Kid Hit Menu Items: While Westside Tavern seems like an indie-type Houston’s concept that caters to families, this large, efficient restaurant in the Westside Pavilion addition by the movie theaters doesn’t seem have a kids’ menu. Except it actually does. I’ve heard of various secret menus, but not in this genre. How subversive. Ask your server to find out about the burger with fries, grilled cheddar cheese, and mac n’ cheese $8 portions for kids. Which is useful, since this isn’t the cheapest place for a pre-movie casual hearty American fare. If your meal is timed right and get good behavior, then the group deserves to dig into some sticky toffee pudding. That was definitely not us last week.
Adult Perks: Any place that has a kid’s burger AND a Corpse Reviver No. 2 under one roof with a lot of reclaimed wood and flattering lighting is alright by me. Portland-based cocktail consultant/and Portland-based gin maker Ryan Magarian put the cocktail list together, which includes a solid selection of classics and seasonal specialties ($11). The white peach and basil gimlet, which thankfully has a fragrant herb base and isn’t overly dominated by sweet fruit, helped manage the fact that my sister and I were totally outnumbered by four exhausted, hungry, cranky kids facing us across the table. I doubt the staff ever wants to see us in there again. As for the food, I’m a fan of the crispy Brussels sprouts ($9 with or without bacon), and we had big fresh salads (Caesar $10 and Cobb $16) while stealing bites of the kids’ gooey mac n’ cheese without onions. Westside Tavern’s version of the latter isn’t totally up my alley — I prefer a dryer crisper casserole — but it helped make dinner feel appropriately family-style.
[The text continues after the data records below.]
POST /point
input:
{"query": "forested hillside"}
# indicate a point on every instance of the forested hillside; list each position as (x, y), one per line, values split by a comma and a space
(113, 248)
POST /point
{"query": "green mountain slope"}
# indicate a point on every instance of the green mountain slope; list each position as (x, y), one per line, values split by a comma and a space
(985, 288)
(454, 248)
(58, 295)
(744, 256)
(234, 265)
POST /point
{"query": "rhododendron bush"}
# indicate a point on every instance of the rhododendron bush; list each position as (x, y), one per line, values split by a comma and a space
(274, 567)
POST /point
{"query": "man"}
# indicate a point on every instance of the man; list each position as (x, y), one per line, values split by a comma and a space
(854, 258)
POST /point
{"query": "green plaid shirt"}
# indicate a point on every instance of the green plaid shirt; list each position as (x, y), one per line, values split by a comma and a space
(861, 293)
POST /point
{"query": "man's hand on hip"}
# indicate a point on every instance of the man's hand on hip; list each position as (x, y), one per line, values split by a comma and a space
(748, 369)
Pros: Large booths that easily fit six are a nice plus. We had to wait for a table, but our food came fast and was brought to the right people at the right seats. They’re also fully equipped with plastic cups, crayons and coloring pages (Smurfs was a good score, since the kids saw the movie together). The private dining room with the decorative wall of cedar trunks is fun to go peek at if it’s empty.
Cons: I foolishly thought that because my first dinner experience at Westside Tavern was in a half-full dining room on a weeknight, showing up at 6:30 on a Monday night would mean breeze on in and get a table for six. WRONG. This place has really caught on. We had to wait about 20 minutes and were given one of those light up buzzing pager thingies, which the kids fought over. It has all the charm of an airport terminal, but the mall setting means plenty of overflow space to wait in and escalators to ride.
Changing Station: Yes
High Chairs: Yes
Parking and Access: Free parking for three hours in the mall lot.
Other Tidbits: An impromptu early evening visit to the Annenberg Beach House meant we were all extra hungry and tired, and I figured Westside Tavern would safely meet everyone’s demands and appetites. I feared the worse of eastbound traffic so wanted to get some of the voyage out of the way. Traffic moved smoothly along the 10, and we made it to Westwood and Pico in shockingly good time. Yes, Westside Tavern is in a mall — that in part helps distinguish it from other similarly named L.A. restaurants — but you don’t have to avoid passing by a Claire’s or a Lego Store. Chef/Managing Partner Warren Schwartz spent time in enough L.A. restaurant kitchens (Patina, Saddle Peak Lodge, Whist at the Viceroy) to know this particular market, which in this context seems to love a well-managed operation that’s familiar but not cookie cutter. It works across generational lines, from our kiddos to the alta kakers, who were out in full force, along with social Westsiders of all ages.
10850 Pico Blvd.
West Los Angeles
Cuisine: American, Market-Driven, dare I add Gastropub
Hours: Sunday – Wednesday, 11:30 a.m. –10 p.m. (bar until 11 p.m.); Thursday – Saturday, 11:30 a.m. – 11 p.m. (bar midnight).